Orthodox communal rabbi, Talmudist, Halachist, rabbinical author and scholar

Yaakov Ben Zion Mendelsohn (יעקב בן ציון הכהן מענדעלסאן) (October 12–14, 1875 – August 5, 1941) was a renowned Russian-born Orthodox Jewish scholar, communal rabbi, Talmudist, Halachist, and rabbinical author (mechaber seforim).

==Early life==
Mendelson was born Yaakov Ben Zion Morein in 1875, in Kreitzburg, part of the Vitebsk district of what was then Russia, to his parents Menachem (Yiddish: Mendel) and Beila Rochel Morein. (The town later changed to Latvian hands, and the German name became Latvian Krustpils. In 1962, it was also united with the town of Jēkabpils, across the Daugava River.from it, and are now known together as Jēkabpils).

His rigorous Talmudic education started at age 7, and culminated with semicha ordination from the Rabbi Yosef Rosen, the "Rogatchover Gaon," one of the rabbinic greats of the time. Morein met Rabbi Sholom Dovber Schneersohn ("Rashab") and his son, Rabbi Yosef Yitzchak Schneersohn ("Rayatz"), the fifth and sixth Rebbes of Chabad-Lubavitch as a teenager. It was Rashab who recommended he study with Rosen. Under the influence of Rashab and the Rogatchover, he adopted some Chabad practices, but remained primarily a Lithuanian-oriented rabbi.

Shortly after his ordination, he was betrothed to a cousin, Feiga Skuy, but his marriage was postponed when he was drafted into the Russian Army. The army was very harsh for Jewish soldiers, and commanders were well known for trying to break the Jews from their religion. Morein deserted.

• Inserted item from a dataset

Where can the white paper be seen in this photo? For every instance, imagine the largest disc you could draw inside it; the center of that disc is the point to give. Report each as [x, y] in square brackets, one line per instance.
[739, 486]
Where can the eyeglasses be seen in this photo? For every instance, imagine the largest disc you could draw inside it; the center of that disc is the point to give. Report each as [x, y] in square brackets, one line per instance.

After escaping Russia, he had several close calls evading Russian agents throughout Europe. He changed his surname to Mendelson ("Mendel's son,"), to make it harder for the government to track him.

==The British years==

Eventually, Mendelson emigrated to London, England. At age 22, he found a position as Rabbi and Dayan of Leeds, and of the ‘Chevras Torah’ shul there. He sent for his cousin Feiga, and they married in Leeds, in 1898.

In 1905, he took a new position as rabbi of Gateshead, and later, as rabbi of Glasgow, Scotland. In Glasgow, Mendelson demonstrated his community leadership and concern for its well-being countless times. In two instances, he thwarted cartels controlling certain commercial aspects of ritual, to keep prices stable. (See details in Communal advocacy and disputes.)

== Chief Rabbi of Newark ==
When war broke out, Mendelson's son Chaim was old enough to be drafted. After Mendelson's experience with the Russian Army, he wanted to avoid that, and relocated to the United States in 1915. He would spend the rest of his life, personally and professionally, in Newark, New Jersey. In 1917, he was appointed Rabbi of Congregation Adath Y'Israel Mishnayes, a synagogue on Price Street. He moved to Congregation Tifereth Israel of Brisk d’Lita in 1919. In 1921 he was appointed as Chief Rabbi of Newark, with primary jurisdiction over matters of Shechita and Kashrus; he held the position until his death.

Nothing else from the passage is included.